I replied, he replied, we exchanged a few messages. This guy seemed like a Pretty Cool Dude and I was genuinely interested in meeting him. I was enjoying our conversations and exchanging music. He asked me to lunch, and I said yes. I was looking forward to it. I sent him my phone number so we could make plans. Two days went by and I got this message.

NOW. I am going to write something that you may or may not believe: I had no intention to blog about this particular person. I don’t know why, but the thought never entered my head.

Over the exchange of messages we learned that we had some things in common, and so when we had the discussion of possibly knowing mutual people, having this blog was not a thought of mine. I assumed he would ask around, as did I. (I did not find any mutual acquaintances.)

Apparently he had, and that acquaintance informed him of my twitter and blog. I do not know who this person is, nor am I upset that they directed him to my online life. I am not trying to hide anything, and I have no shame in what I am doing. I also do not think I have done anything wrong in this quest on OKC.

I was surprised when I got this message, and although I have a hard time with not knowing the details of what I have written/posted that has made him not interested, I do understand. Perhaps I am crossing a line by posting this about him. He is probably reading it. If you are, I’m probably a little sorry but not really.

Moral of the story: don’t make friends with people who have big mouths.

JUST KIDDING.

Minor Set-Back

I haven’t gotten a whole lot of messages that have “sparked” my interest. I have shared the worst of the worst with you on here already, and I don’t think those are ever going to stop. I have tons of simple boring messages that range from a simple “hi” to “hey there” or my favorite “hi i’m mike i love ur red hair hit me up sometime.” I don’t think men are generally creative but I do expect effort at least.

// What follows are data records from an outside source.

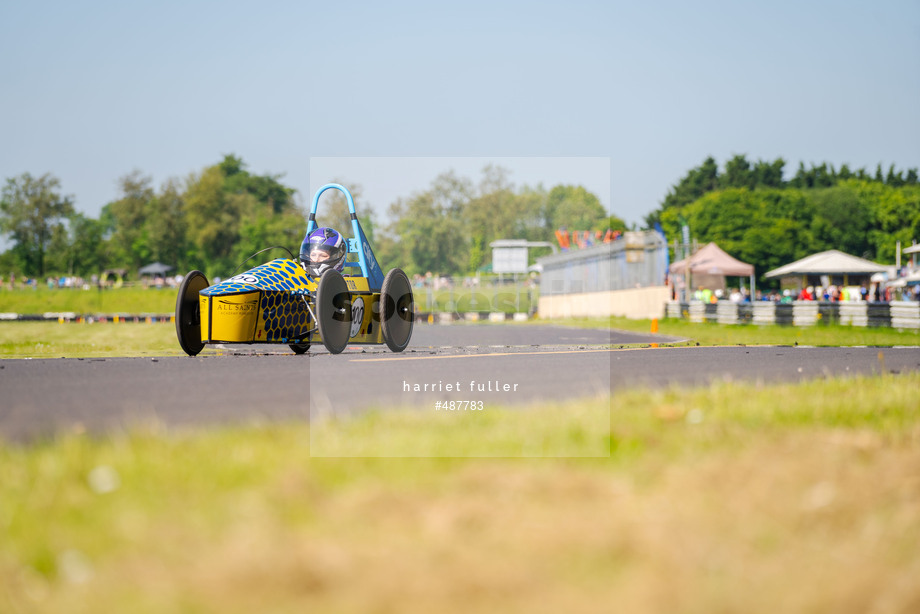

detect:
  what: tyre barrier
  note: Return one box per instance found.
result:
[415,311,532,324]
[0,311,175,324]
[665,301,920,330]
[0,311,533,324]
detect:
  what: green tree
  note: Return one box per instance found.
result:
[102,170,154,269]
[145,179,188,271]
[547,185,607,232]
[0,173,74,277]
[645,156,719,228]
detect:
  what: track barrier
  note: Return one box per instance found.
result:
[665,301,920,329]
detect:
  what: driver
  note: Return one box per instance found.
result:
[300,228,347,277]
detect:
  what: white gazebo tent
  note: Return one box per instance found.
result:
[669,243,754,296]
[764,249,889,287]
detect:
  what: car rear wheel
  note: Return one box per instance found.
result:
[176,271,210,356]
[380,269,415,352]
[316,269,351,354]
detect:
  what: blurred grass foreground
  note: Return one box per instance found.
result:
[0,373,920,613]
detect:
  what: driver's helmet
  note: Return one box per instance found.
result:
[300,228,347,277]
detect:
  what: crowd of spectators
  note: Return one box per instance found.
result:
[0,273,182,290]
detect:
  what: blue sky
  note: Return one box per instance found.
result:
[0,0,920,229]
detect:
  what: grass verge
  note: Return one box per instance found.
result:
[0,318,920,358]
[0,373,920,613]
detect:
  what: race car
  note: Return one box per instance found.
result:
[176,183,415,356]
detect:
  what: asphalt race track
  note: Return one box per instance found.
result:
[0,324,920,440]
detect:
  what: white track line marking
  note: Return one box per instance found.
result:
[351,348,618,362]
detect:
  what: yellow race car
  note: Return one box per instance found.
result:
[176,183,415,356]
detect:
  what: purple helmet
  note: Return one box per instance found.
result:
[300,228,347,277]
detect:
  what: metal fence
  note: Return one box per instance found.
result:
[537,231,668,296]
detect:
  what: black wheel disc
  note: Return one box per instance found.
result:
[380,269,415,352]
[176,271,210,356]
[316,269,351,354]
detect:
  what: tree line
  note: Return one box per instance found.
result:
[0,155,625,278]
[645,155,920,283]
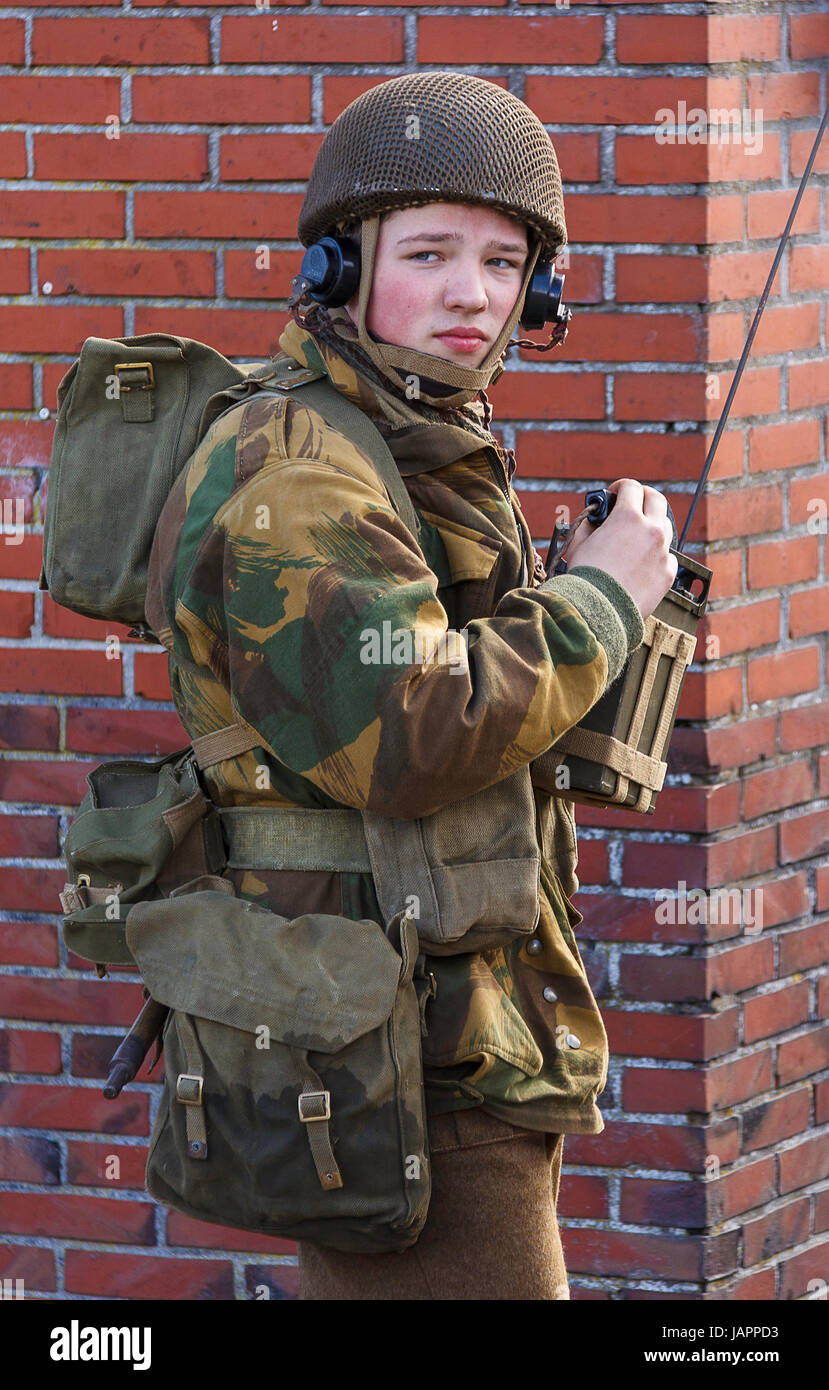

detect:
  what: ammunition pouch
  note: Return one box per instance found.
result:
[60,748,227,965]
[127,884,434,1254]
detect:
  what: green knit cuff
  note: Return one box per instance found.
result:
[541,564,645,685]
[569,564,645,655]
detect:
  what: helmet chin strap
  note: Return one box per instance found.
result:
[357,215,541,406]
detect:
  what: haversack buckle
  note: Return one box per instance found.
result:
[296,1091,331,1125]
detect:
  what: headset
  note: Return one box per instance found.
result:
[295,236,572,329]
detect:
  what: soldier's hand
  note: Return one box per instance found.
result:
[565,478,679,619]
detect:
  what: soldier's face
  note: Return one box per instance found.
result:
[346,203,527,367]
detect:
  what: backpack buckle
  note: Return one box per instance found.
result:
[175,1072,204,1105]
[114,361,156,424]
[114,361,156,391]
[296,1091,331,1125]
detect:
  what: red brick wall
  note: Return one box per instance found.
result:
[0,0,829,1300]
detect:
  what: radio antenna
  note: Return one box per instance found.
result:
[676,106,829,550]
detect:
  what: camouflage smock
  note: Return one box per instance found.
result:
[146,313,644,1134]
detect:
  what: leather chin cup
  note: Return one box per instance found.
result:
[292,236,570,331]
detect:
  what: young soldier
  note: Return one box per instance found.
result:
[147,72,676,1298]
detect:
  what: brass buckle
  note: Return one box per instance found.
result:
[115,361,156,391]
[175,1072,204,1105]
[296,1091,331,1125]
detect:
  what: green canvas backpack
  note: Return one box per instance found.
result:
[40,334,435,1254]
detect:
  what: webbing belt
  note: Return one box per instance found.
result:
[193,724,371,873]
[218,806,371,873]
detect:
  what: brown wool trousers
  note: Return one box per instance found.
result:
[296,1109,570,1300]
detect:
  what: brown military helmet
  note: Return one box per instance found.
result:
[298,72,568,406]
[298,72,568,260]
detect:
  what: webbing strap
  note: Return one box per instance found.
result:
[193,724,371,873]
[218,806,371,873]
[555,613,695,812]
[175,1009,207,1159]
[291,1047,344,1191]
[193,724,261,770]
[267,366,420,535]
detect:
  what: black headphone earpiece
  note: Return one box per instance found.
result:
[299,236,360,309]
[293,236,568,329]
[519,260,569,329]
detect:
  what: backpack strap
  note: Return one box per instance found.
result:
[193,724,261,771]
[187,357,420,795]
[248,357,420,537]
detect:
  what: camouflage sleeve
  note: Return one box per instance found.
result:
[175,405,641,817]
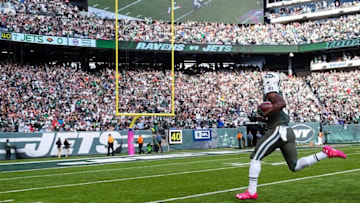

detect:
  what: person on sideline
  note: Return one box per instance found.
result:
[64,138,70,157]
[137,134,145,154]
[235,72,346,200]
[56,137,62,158]
[108,133,114,156]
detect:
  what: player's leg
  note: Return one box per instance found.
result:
[280,128,346,172]
[235,127,280,200]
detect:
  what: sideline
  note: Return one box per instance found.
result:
[146,168,360,203]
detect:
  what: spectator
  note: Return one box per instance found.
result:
[107,133,114,156]
[64,138,70,157]
[255,131,262,145]
[156,132,164,153]
[56,137,62,158]
[146,142,152,154]
[247,131,254,148]
[137,134,145,154]
[236,131,245,149]
[5,139,11,160]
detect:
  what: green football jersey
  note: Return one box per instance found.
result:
[266,91,290,128]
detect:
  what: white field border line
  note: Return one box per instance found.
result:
[0,155,134,166]
[0,148,353,174]
[0,148,312,167]
[146,168,360,203]
[174,0,214,22]
[0,151,246,166]
[0,153,248,174]
[0,157,248,181]
[118,0,142,12]
[0,163,282,194]
[0,167,242,194]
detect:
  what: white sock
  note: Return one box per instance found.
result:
[295,152,328,171]
[249,159,261,194]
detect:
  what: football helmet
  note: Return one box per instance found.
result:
[262,72,281,96]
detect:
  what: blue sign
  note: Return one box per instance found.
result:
[193,129,212,141]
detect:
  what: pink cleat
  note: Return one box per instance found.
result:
[323,146,346,159]
[235,190,257,200]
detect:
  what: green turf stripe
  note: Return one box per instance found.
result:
[254,127,279,160]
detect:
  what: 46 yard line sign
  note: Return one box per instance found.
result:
[169,130,182,144]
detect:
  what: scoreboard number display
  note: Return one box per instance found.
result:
[169,130,182,144]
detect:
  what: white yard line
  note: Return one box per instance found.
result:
[147,168,360,203]
[0,151,245,174]
[0,157,248,181]
[174,0,214,22]
[241,18,250,24]
[118,0,142,11]
[0,167,237,194]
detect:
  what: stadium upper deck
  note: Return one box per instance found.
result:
[0,0,360,45]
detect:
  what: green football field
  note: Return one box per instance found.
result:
[0,145,360,203]
[89,0,263,23]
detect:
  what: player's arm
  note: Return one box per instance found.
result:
[263,92,286,117]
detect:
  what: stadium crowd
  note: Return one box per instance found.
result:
[307,70,360,124]
[0,61,360,132]
[0,0,360,45]
[270,0,360,19]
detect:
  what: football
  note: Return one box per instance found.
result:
[258,102,272,112]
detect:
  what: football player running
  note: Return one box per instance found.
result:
[235,72,346,200]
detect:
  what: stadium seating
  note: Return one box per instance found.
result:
[0,0,360,45]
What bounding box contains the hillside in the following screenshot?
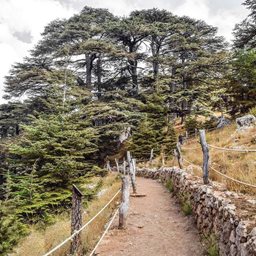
[178,124,256,195]
[0,0,256,256]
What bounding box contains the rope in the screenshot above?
[210,166,256,188]
[208,144,256,153]
[43,189,121,256]
[183,158,202,169]
[90,209,119,256]
[183,158,256,188]
[181,147,200,150]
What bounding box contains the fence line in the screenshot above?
[181,147,201,150]
[183,158,256,188]
[90,209,119,256]
[43,189,121,256]
[208,144,256,153]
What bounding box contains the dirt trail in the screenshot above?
[96,178,204,256]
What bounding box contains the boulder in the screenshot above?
[236,115,256,130]
[217,116,231,129]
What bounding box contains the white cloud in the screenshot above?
[0,0,75,100]
[0,0,247,103]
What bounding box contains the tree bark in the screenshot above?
[119,176,130,229]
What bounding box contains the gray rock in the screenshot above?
[217,116,231,129]
[236,115,256,130]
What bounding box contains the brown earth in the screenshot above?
[95,178,204,256]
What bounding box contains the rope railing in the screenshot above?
[90,209,119,256]
[208,144,256,153]
[43,189,121,256]
[183,158,256,188]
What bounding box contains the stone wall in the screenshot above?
[137,167,256,256]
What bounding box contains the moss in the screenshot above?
[165,179,174,193]
[179,193,193,216]
[203,234,219,256]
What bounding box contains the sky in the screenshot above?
[0,0,248,103]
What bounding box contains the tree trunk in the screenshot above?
[85,53,92,88]
[97,54,102,98]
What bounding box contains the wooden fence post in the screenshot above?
[70,185,82,256]
[149,148,154,164]
[119,176,130,229]
[107,160,111,172]
[115,158,119,172]
[176,142,183,169]
[199,130,209,184]
[161,152,165,166]
[127,151,137,194]
[123,159,126,175]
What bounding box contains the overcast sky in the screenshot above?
[0,0,247,102]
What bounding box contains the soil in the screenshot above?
[95,178,205,256]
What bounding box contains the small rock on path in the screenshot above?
[96,178,204,256]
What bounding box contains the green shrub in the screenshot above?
[249,107,256,116]
[185,117,202,134]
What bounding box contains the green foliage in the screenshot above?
[228,50,256,115]
[185,116,202,134]
[249,107,256,116]
[162,123,177,158]
[0,201,28,256]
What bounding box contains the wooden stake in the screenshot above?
[70,185,82,256]
[107,160,111,172]
[149,148,154,164]
[199,130,209,184]
[119,176,130,229]
[176,142,183,169]
[115,158,119,172]
[161,153,165,166]
[127,151,137,194]
[123,159,126,175]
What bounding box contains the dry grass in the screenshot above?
[11,174,120,256]
[181,125,256,195]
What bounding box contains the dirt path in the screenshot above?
[96,178,204,256]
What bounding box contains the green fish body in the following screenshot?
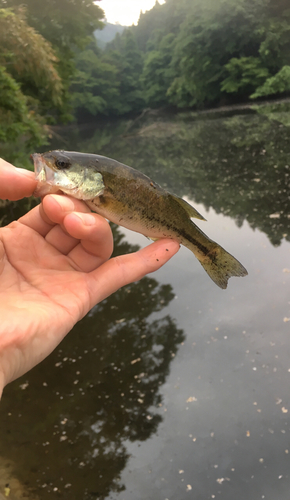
[32,151,247,288]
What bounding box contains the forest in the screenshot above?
[0,0,290,161]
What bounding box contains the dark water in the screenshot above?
[0,104,290,500]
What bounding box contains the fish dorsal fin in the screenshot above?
[172,194,206,220]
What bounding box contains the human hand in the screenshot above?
[0,159,179,396]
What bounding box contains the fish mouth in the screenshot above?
[31,153,59,198]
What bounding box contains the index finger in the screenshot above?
[0,158,37,201]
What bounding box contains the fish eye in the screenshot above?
[55,159,70,170]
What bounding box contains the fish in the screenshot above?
[31,150,248,289]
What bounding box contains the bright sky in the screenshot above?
[96,0,165,26]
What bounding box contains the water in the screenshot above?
[0,104,290,500]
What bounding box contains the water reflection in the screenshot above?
[0,213,184,500]
[51,104,290,245]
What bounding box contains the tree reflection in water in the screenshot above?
[0,221,184,499]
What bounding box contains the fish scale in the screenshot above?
[32,150,248,289]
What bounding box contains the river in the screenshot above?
[0,103,290,500]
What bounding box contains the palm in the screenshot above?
[0,159,179,396]
[0,196,113,378]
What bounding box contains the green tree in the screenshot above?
[142,33,175,107]
[221,56,269,96]
[70,45,120,120]
[168,0,263,107]
[250,66,290,99]
[103,30,145,114]
[0,0,104,121]
[0,9,63,164]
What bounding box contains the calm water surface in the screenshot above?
[0,104,290,500]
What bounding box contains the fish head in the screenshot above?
[31,151,105,200]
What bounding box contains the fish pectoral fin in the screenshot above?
[144,234,160,241]
[172,194,206,220]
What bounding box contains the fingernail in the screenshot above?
[74,212,96,226]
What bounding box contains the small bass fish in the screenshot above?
[32,151,248,288]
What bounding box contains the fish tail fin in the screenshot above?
[197,243,248,289]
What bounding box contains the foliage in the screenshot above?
[0,66,43,143]
[250,66,290,99]
[0,9,63,106]
[221,56,269,95]
[0,0,104,122]
[0,9,62,161]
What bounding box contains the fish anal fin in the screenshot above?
[172,194,206,220]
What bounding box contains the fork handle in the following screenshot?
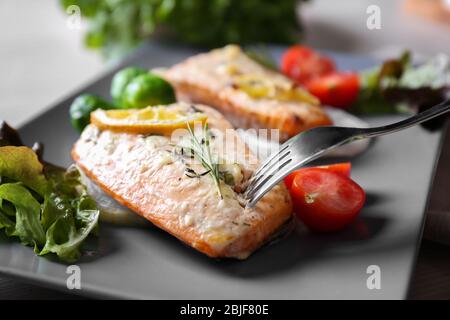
[357,99,450,138]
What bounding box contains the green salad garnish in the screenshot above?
[0,146,99,262]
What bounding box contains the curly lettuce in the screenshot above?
[0,146,99,262]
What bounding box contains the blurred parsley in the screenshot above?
[60,0,305,58]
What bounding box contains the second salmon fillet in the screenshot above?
[160,45,332,141]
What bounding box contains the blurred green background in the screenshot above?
[60,0,305,58]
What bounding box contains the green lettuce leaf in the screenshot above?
[0,146,99,262]
[0,182,45,246]
[0,146,47,196]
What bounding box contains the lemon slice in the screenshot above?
[235,74,319,105]
[91,105,207,135]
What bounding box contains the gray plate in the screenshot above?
[0,44,440,299]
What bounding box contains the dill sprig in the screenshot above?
[184,123,223,199]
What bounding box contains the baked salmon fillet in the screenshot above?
[160,45,332,141]
[72,103,292,259]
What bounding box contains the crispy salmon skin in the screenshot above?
[72,103,292,259]
[158,45,332,141]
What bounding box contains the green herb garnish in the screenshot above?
[183,123,223,199]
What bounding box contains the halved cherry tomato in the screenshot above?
[284,162,352,189]
[290,168,366,232]
[306,72,359,108]
[281,45,336,85]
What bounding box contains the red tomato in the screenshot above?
[284,162,352,189]
[306,72,359,108]
[290,168,366,232]
[281,45,336,84]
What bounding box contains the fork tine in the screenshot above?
[247,163,298,208]
[244,158,292,198]
[248,150,291,188]
[253,140,291,176]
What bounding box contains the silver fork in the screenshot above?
[244,99,450,207]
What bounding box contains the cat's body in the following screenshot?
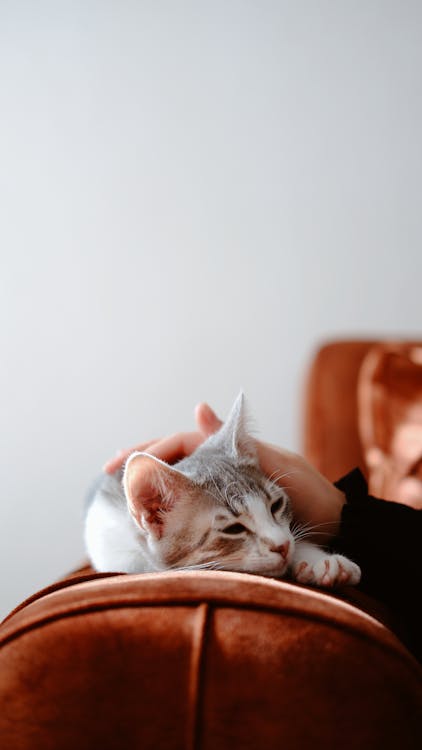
[85,397,360,586]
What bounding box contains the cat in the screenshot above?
[85,394,360,587]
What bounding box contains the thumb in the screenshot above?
[195,403,223,436]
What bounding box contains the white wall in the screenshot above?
[0,0,422,613]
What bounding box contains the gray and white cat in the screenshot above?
[85,394,360,586]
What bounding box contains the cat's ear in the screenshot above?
[123,452,195,539]
[215,391,257,462]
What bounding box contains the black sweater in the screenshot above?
[330,469,422,661]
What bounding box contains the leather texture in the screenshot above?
[0,341,422,750]
[0,571,422,750]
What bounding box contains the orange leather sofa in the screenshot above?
[0,342,422,750]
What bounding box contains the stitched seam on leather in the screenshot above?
[186,602,210,750]
[0,600,421,679]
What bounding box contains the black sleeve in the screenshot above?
[331,469,422,659]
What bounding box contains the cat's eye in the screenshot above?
[223,523,246,534]
[271,497,284,516]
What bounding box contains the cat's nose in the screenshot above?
[270,541,290,560]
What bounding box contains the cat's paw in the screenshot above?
[292,553,361,588]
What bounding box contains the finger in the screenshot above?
[103,438,158,474]
[195,403,223,437]
[148,432,204,464]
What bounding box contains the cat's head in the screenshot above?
[123,394,294,576]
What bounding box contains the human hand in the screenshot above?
[104,403,345,544]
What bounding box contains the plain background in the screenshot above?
[0,0,422,614]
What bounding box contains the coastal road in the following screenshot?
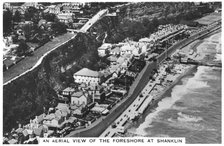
[69,23,220,137]
[68,62,156,137]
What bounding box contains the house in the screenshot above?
[62,87,75,96]
[55,103,70,114]
[48,5,62,15]
[33,113,46,124]
[110,47,121,55]
[93,90,105,103]
[71,91,87,107]
[73,68,102,85]
[57,13,75,23]
[71,105,86,118]
[97,43,112,57]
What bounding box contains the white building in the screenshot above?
[73,68,101,85]
[71,92,87,106]
[98,43,112,57]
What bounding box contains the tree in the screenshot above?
[152,17,159,28]
[52,22,67,34]
[25,7,40,23]
[3,9,12,34]
[13,10,22,22]
[16,40,29,56]
[43,13,57,22]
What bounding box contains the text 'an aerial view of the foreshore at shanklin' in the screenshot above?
[3,1,222,144]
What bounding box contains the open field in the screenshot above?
[3,33,74,83]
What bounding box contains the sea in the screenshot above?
[127,62,222,144]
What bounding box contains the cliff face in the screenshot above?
[3,3,214,132]
[3,34,98,131]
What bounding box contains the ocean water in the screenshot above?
[128,66,222,144]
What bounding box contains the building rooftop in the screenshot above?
[63,87,75,92]
[74,68,100,77]
[72,91,83,97]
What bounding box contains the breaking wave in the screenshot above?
[135,66,209,135]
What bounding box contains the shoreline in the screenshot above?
[128,65,198,133]
[100,63,197,137]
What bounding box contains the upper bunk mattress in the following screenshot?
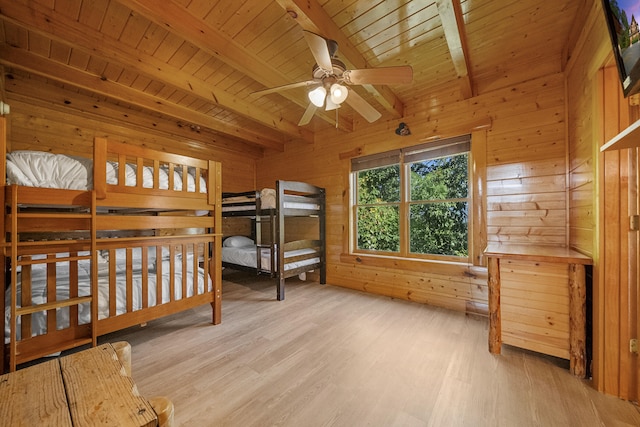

I have the OKC app on my phone so I get a notification whenever I get a message. I usually check them pretty quickly unless I’m either asleep or at work. The other night when I was at home not doing anything, my phone buzzed at around 12:09am. I left my phone where it was. Came back to it about forty minutes later.

Saw this message:

Out of every single freaking message I have gotten from this website this is absolutely my favorite message. I just like it. He made me laugh, he seemed like a cool guy.

Until I realized he deleted his profile. Who does that? Who sends a cool message such as this one, asking excitedly “Did I pass?!” and then deleted their profile an hour later? I want to say I’m disappointed but this is OKC and I should be prepared for that.

Anonymous said: Do you like pickles?

sometimes ;)

jonnytruelove said: have any pics of you?

I think you have my blog and my OKC profile mixed up

Anonymous said: how come you're so awesome like that

wow haha this makes me blush you’re real nice

i don’t know why i am i guess i just am

More awkward than running into a high school friend you want to ignore…

This is the third dude from high school that has messaged me on okc since I’ve had it. They visited my profile a few times. As soon as I saw them I anticipated a message, but hoped for otherwise.

This is awful. Because now when I run into this person irl, he’ll probably bring up this message and I’ll have to stand there awkwardly and explain either why I didn’t reply or lie and say I never got it.

I know I’ll see him again, he works by me. This is stressful you guys. Maybe because I’m running on such little sleep. Should I just reply and be nice?

Search Options

I don’t spend a whole lot of time on the website, mostly because I kind of find it depressing. But tonight I learned you can search by keywords. So of course I typed in my favorite key word.

"mustache."

SO MANY RESULTS. But this dude came up. And we were a 90% match. And this mustache, you guys.

so I messaged him. I just said I liked his ‘stache. Nothing else matters really.